1954, Japan, directed by Mizoguchi Kenji
Like most of Mizoguchi's films, Sansho the Bailiff is concerned with questions of social justice, with a particular focus, here, on the realities of life for the lower classes during the feudal period. Mizoguchi is blunt about the working and living conditions on a powerful man's manor (the set design and the crane shots effectively convey the cramped, muddy living quarters, while there are moments of distressing brutality); there's none of the elision or even romanticisation characteristic of some films that deal with the same period.

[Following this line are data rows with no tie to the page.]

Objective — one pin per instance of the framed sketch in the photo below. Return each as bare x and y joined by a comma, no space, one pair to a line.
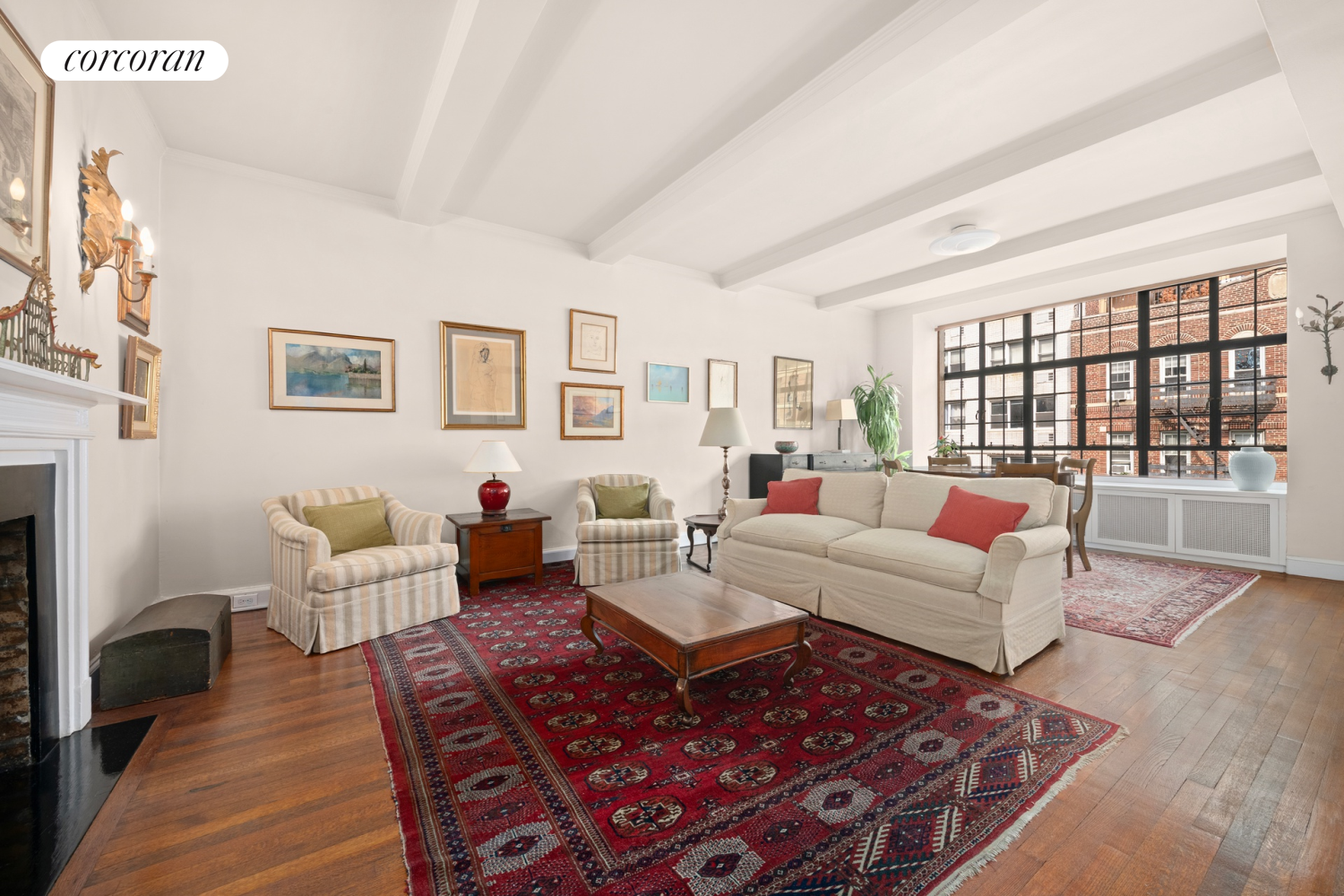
331,371
483,376
792,394
140,378
669,383
591,341
591,411
27,101
723,383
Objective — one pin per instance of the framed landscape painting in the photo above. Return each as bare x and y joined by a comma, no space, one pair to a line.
669,383
792,394
591,341
483,376
331,371
723,383
591,411
27,101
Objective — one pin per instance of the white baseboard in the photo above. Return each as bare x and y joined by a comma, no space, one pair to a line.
1316,568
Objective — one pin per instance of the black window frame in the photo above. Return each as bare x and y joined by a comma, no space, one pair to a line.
1145,443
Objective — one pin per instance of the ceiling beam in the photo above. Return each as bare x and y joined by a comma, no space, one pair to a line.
919,38
1211,241
962,185
480,48
1244,183
1306,37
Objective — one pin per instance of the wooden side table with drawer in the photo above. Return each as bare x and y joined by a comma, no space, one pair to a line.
499,547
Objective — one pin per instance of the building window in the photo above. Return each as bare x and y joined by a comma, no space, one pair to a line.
1166,381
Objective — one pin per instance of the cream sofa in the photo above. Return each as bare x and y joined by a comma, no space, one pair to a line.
867,560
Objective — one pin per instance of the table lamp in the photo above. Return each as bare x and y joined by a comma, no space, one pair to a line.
492,457
725,429
840,410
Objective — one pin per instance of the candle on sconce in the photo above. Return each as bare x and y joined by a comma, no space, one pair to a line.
147,250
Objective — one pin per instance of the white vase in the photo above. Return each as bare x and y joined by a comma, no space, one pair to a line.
1252,469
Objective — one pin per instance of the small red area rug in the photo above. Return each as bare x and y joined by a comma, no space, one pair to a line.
1148,599
524,764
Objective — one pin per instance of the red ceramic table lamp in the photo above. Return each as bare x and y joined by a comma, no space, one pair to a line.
492,457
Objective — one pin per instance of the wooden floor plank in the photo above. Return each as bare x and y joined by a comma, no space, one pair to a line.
1230,780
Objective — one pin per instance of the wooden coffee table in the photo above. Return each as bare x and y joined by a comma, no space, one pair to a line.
694,625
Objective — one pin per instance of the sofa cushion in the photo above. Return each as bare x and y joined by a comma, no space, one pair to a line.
628,530
914,501
375,564
793,495
849,495
976,519
913,555
796,530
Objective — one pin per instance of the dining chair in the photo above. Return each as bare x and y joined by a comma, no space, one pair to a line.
1081,498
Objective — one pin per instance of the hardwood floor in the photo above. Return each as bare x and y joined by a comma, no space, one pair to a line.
1231,780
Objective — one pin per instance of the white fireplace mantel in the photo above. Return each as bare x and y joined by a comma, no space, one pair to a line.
45,419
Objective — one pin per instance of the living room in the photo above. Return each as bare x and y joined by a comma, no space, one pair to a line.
752,269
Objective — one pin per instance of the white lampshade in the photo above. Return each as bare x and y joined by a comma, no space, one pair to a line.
492,457
841,409
725,429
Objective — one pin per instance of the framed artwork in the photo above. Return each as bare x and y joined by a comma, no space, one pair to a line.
591,411
142,378
669,383
723,383
27,101
331,371
792,394
591,341
483,376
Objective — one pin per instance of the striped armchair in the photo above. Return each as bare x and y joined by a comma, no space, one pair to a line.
620,549
325,603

Beyond the broader social depiction, though, is a profound story of familial loss - of honour and status, certainly, but also the loss of humanity in terrible ways, when a nobleman's children are captured and enslaved, and separated from their mother who is, in turn, sold into prostitution. The children's father was a just man, exiled for the progressive views he has imprinted on his family, and the moment when his son realises how profoundly he has been diverted from his father's principles is deeply moving - the more so because he's aware that what he's done can never be undone. The son's subsequent behaviour is a shade too didactically obvious for my taste, while the resolution is a little slow, but Mizoguchi's exquisite eye for visual compositions is always diverting (several of the shots have the perfection of the finest printwork, and some of the same motifs), while the acting is uniformly strong.